Federal Minister of Pakistan
- In office 22 April 2022 – 10 August 2023
- Prime Minister: Shehbaz Sharif

Chairman Standing Committee on Information, Broadcasting, National History and Literary Heritage
- In office September 2018 – 22 April 2022

Member of the National Assembly of Pakistan
- In office 13 August 2018 – 10 August 2023
- Constituency: NA-121 (Sheikhupura-III)
- In office 17 March 2008 – 31 May 2018
- Constituency: NA-133 (Sheikhupura-III)

Personal details
- Born: 22 February 1964 (age 62) Sheikhupura, Punjab, Pakistan
- Party: PMLN (1997-present)
- Other political affiliations: PPP (1993-1997)

= Mian Javed Latif =

Pakistani politician (born 1964)

Mian Javed Latif (born 22 February 1964) is a Pakistani politician who had been a member of the National Assembly of Pakistan from August 2018 till August 2023. Previously, he was a member of the National Assembly from 2008 to May 2018 and a member of the Provincial Assembly of the Punjab from 1997 to 1999.

==Early life==
He was born on 22 February 1964.

==Political career==
Latif ran for the seat of the Provincial Assembly of the Punjab as an independent candidate from Constituency PP-137 (Sheikhupura-IV) in the 1993 Pakistani general election but was unsuccessful. He received 26 votes and lost the seat to a candidate of Pakistan Peoples Party (PPP).

Latif was elected to the Provincial Assembly of the Punjab as a candidate of Pakistan Muslim League (N) (PML-N) from Constituency PP-138 (Sheikhupura-V) in the 1997 Pakistani general election. He received 14,125 votes and defeated an independent candidate, Javed Bhatti.

Latif was elected to the National Assembly of Pakistan as a candidate of PML-N from Constituency NA-133 (Sheikhupura-II) in the 2008 Pakistani general election. He received 44,786 votes and defeated an independent candidate, Chaudhry Muhammad Saeed Virk, a candidate of Pakistan Muslim League (Q). (PML-Q).

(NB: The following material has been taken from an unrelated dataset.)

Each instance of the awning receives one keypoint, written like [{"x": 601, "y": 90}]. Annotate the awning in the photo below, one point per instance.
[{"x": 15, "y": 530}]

He was re-elected to the National Assembly as a candidate of PML-N from Constituency NA-133 (Sheikhupura-II) in the 2013 Pakistani general election. He received 68,909 votes and defeated an independent candidate, Chaudhry Muhammad Saeed Virk.

In 2017, a scuffle broke out between Latif and Murad Saeed outside the National Assembly building. Latif reportedly verbally abused female family member of Murad Saeed. Latif later apologized for his remarks against the women family member of Saeed.

He was re-elected to the National Assembly as a candidate of PML-N from Constituency NA-121 (Sheikhupura-III) in the 2018 Pakistani general election.